Monday, August 3, 2015

Monday's Musings on Sports - Sense, Sentimentality, Sensitivty - Moshe and the Mets

Over the course of the last week there has been a great deal written about the Mets' Wilmer Flores and his tearing up in Wednesday Night's Mets game. And with all due deference to Tom Hanks, there is nothing wrong with crying in baseball.

Even if you don't follow baseball, there was no way to avoid the Wilmer Flores story last week. In case you were living under a rock - here is a brief synopsis. Flores is a 23 year old Venezuelan born player who signed with the Mets as an international free agent at the age of 16.Since signing with the Mets, he has steadily worked his way up through the Mets minor league system and this year earned some regular playing time with the big league club.

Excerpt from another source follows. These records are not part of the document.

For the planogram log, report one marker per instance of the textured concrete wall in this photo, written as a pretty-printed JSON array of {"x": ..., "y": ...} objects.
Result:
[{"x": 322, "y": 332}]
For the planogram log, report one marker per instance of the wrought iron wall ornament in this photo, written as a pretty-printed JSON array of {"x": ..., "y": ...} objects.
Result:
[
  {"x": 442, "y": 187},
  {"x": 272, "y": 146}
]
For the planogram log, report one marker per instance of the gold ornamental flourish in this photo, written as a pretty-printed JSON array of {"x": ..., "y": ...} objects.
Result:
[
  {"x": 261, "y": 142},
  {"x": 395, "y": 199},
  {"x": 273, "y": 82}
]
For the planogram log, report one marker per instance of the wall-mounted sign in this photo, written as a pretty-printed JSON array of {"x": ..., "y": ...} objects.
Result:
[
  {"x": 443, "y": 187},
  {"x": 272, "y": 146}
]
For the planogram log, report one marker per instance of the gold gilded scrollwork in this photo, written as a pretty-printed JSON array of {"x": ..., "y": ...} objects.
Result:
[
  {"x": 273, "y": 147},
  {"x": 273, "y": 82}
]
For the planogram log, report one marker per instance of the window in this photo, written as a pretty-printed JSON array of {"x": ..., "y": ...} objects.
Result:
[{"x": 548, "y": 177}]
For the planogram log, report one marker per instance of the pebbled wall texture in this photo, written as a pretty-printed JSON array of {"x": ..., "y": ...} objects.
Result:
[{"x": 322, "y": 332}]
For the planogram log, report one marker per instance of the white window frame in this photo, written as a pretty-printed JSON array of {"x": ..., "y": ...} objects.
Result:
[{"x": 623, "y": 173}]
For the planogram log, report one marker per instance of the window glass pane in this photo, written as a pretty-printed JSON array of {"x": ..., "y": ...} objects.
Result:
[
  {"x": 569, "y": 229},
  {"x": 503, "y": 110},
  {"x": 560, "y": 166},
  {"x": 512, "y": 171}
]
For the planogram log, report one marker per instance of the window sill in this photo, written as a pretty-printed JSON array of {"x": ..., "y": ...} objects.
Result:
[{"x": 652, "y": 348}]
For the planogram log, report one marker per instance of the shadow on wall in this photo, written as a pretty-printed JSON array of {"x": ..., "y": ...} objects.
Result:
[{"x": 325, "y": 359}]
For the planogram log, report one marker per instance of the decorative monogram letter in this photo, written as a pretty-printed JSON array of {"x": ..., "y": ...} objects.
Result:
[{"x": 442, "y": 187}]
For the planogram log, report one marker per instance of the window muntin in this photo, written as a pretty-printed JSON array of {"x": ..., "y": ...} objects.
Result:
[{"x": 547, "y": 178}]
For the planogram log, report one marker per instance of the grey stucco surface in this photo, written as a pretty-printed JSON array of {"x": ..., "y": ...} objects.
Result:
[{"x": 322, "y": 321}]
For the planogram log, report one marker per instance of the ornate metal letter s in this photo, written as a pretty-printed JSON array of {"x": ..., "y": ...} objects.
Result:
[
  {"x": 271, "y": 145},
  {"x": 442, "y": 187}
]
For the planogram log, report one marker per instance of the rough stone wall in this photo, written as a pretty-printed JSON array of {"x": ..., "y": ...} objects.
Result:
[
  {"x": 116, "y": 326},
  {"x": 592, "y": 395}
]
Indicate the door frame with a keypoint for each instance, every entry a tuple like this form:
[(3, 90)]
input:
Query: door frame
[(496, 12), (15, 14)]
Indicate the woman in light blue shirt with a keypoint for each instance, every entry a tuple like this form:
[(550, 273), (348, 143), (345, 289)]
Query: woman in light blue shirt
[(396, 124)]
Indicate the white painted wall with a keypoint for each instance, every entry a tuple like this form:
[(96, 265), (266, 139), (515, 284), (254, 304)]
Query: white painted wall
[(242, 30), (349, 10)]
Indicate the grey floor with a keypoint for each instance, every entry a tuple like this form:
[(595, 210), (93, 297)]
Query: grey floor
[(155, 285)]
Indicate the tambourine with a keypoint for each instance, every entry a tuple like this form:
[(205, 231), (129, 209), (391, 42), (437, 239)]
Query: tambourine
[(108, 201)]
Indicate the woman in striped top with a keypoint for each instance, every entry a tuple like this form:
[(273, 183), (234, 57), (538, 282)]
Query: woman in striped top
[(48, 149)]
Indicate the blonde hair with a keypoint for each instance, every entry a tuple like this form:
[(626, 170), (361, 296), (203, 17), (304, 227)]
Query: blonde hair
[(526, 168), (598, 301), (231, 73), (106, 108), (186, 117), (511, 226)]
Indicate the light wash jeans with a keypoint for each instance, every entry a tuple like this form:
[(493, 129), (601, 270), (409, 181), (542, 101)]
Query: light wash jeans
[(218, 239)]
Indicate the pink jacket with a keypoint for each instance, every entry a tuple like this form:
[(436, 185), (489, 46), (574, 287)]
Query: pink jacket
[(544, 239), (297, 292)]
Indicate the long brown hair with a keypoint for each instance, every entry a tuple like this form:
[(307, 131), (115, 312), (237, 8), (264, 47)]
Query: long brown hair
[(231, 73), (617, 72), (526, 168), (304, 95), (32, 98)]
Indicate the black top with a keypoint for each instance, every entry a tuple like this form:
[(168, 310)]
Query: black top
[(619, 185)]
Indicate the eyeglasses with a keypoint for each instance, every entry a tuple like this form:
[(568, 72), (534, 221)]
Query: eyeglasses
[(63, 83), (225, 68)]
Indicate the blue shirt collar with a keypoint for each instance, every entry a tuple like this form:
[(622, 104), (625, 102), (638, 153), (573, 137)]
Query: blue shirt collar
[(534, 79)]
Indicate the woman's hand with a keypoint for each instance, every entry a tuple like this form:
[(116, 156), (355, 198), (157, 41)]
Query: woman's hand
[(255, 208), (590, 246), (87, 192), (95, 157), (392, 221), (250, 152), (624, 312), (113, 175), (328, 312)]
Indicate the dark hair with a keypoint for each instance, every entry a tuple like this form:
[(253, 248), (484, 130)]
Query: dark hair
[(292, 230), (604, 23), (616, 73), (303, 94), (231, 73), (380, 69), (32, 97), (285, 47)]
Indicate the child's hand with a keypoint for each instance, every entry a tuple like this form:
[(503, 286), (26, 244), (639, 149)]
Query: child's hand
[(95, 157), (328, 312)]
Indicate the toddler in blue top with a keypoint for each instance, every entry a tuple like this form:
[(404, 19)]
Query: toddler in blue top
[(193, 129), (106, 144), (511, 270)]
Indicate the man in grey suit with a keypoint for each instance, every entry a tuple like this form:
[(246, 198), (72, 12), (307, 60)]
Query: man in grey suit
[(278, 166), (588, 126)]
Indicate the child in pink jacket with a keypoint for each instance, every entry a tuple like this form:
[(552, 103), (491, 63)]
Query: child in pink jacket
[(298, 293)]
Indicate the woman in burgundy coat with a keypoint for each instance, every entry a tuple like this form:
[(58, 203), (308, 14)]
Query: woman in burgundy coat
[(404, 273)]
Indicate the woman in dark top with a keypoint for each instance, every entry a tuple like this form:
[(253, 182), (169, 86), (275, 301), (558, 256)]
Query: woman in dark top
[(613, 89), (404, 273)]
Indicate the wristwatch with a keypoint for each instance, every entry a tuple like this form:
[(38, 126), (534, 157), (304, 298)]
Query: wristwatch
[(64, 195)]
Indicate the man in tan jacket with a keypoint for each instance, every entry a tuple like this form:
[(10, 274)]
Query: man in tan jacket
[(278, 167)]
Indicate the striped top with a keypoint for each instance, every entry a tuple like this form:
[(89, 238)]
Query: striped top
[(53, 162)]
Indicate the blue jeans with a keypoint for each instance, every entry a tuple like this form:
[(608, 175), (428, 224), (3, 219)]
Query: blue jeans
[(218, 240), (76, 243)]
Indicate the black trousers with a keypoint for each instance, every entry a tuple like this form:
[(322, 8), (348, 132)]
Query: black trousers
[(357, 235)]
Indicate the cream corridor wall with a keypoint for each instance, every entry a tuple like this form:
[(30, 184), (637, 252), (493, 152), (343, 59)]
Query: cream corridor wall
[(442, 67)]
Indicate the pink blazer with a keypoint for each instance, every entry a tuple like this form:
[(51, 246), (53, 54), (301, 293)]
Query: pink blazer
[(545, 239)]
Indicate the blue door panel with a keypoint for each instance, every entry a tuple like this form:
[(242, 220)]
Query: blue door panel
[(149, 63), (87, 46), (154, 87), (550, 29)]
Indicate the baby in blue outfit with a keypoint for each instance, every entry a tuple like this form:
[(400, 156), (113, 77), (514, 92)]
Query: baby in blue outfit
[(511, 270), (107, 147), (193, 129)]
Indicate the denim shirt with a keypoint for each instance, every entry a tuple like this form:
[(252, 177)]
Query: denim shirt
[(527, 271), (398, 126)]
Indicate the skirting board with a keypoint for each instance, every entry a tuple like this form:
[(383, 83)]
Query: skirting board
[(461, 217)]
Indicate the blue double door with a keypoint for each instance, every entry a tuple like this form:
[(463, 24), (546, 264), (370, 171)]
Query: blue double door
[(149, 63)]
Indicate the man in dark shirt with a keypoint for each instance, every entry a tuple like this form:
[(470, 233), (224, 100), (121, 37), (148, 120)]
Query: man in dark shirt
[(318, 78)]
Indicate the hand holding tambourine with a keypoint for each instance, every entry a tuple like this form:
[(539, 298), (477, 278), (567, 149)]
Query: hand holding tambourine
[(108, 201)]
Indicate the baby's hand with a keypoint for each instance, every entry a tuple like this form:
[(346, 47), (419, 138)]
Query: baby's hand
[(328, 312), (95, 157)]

As the Mets (perpetually) have issues with lack of production from the outfield, the Mets and the Milwaukee Brewers worked out a trade in principle in which Flores and injured pitcher Zack Wheeler would have been traded for All Star Outfielder Carlos Gomez. Although the trade was never completed, during Wednesday Night's game, certain Mets writers tweeted that the deal was done. But since the deal was never actually pulled off, the Mets did not remove Flores from the game (they would have to if he was no longer Mets property). They also did not tell Flores.

So as the game progressed, the fans in the stands started to tell Flores that he had been traded and they gave him a standing ovation. But since he was still in the game, the stress started to wear away at him and he began to tear at the thought of being traded from the only organization he ever knew.

When I went to daf at 945 that night my friend Jim S remakred to me that it was the strangest thing that he had ever seen - as the Mets had left Flores in after the deal was done. I told him that the deal must not have gone through because the Mets could not play Flores if he had been traded away. Don't get me wrong - I am not a prophet (or the son of a prophet) but it is fairly obvious that a player can't play for a team that no longer owns his rights.

The following day there were two Wilmer Flores themed stories in the media - one that ridiculed him for crying (and comparing him to that scene from A League of Their Own). The second story ridiculed the Mets for not completing the deal.

But a funny thing happened to Wilmer and the Mets. Two days later, Flores (still a Met) hit the game winning HR against the Nationals (the team who the Mets at the time were chasing for 1st Place) and the Mets went out and got a better Outfielder - Yoenis Cespedes, without giving up Wheeler or Flores. And they have not lost since.

The fans show of support for Flores and his sensitivity and sentimentality made me think of a vort I heard from R' Mansour a few years back on Parshas Vaeschanan. In the beginning of the parsha, after Moshe prays his 515th prayer to enter the land of Israel, Hashem says to him in Devarim 3:26 - "Rav Lach" - it is too much for you.

I can't remember the source he brought, but R' Mansour said that the statement from Hashem to Moshe was actually rebuke. He compared the statement to Moshe telling Korach and his followers in Bamidbar 16:7 - Rav Lachem - you (Korach and his follower) - it is too much for you,.

The mussar being said to Moshe was - never tell another Jew that his aspiration for greater holiness, even if motivated by a desire, is "too much." Be sensitive towards their desire to grow and find another way to set them straight.